The old version of the M365 mobile app
The original M365 app — files first
The new version of the M365 mobile app
The new M365 (Copilot) app — chat first

Three Strategic Goals

Microsoft is betting that users value convenience over cohesion. By turning the Office hub into an "interaction layer," they accomplish three strategic goals:

  1. Cloud Lock-in: By making AI features dependent on OneDrive, they discourage the use of local storage or competing cloud services like Google Drive or iCloud.
  2. Subscription Upselling: The Copilot funnel is a direct path to the $20/month Copilot Pro subscription. The app is now essentially a 24/7 advertisement for that upgrade.
  3. Algorithmic Training: Every interaction within this new "chat-driven workflow" provides Microsoft with invaluable data on how users query and interact with professional documents.

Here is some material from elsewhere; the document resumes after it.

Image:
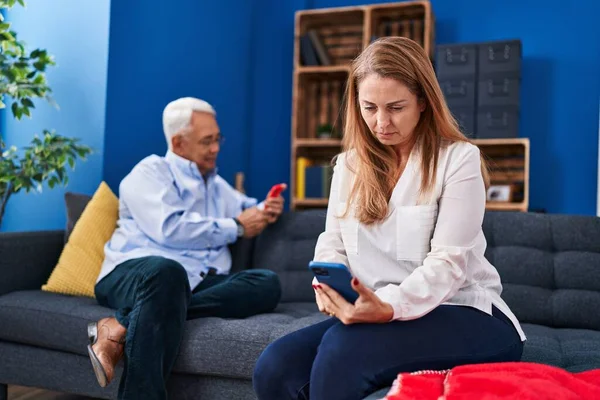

The Impact on the Power User

For the average person, this is an annoyance. One app has become four — the Hub, plus Word, Excel, and PowerPoint as separate downloads. For the professional, it's a workflow disruption. The "All-in-One" promise of the mobile Office app was its greatest strength. By breaking that promise, Microsoft is prioritising its AI roadmap over user efficiency.

⚠️ Privacy Note

If you value document sovereignty, check your settings immediately. The "Auto-upload for AI" features are often enabled by default, meaning your sensitive local drafts may be hitting the cloud the moment you tap them.


The larger question isn't whether Microsoft's AI strategy will succeed — it's whether users will accept having their productivity tools repurposed as data collection and upsell mechanisms. For now, the answer appears to be: quietly, and without much choice.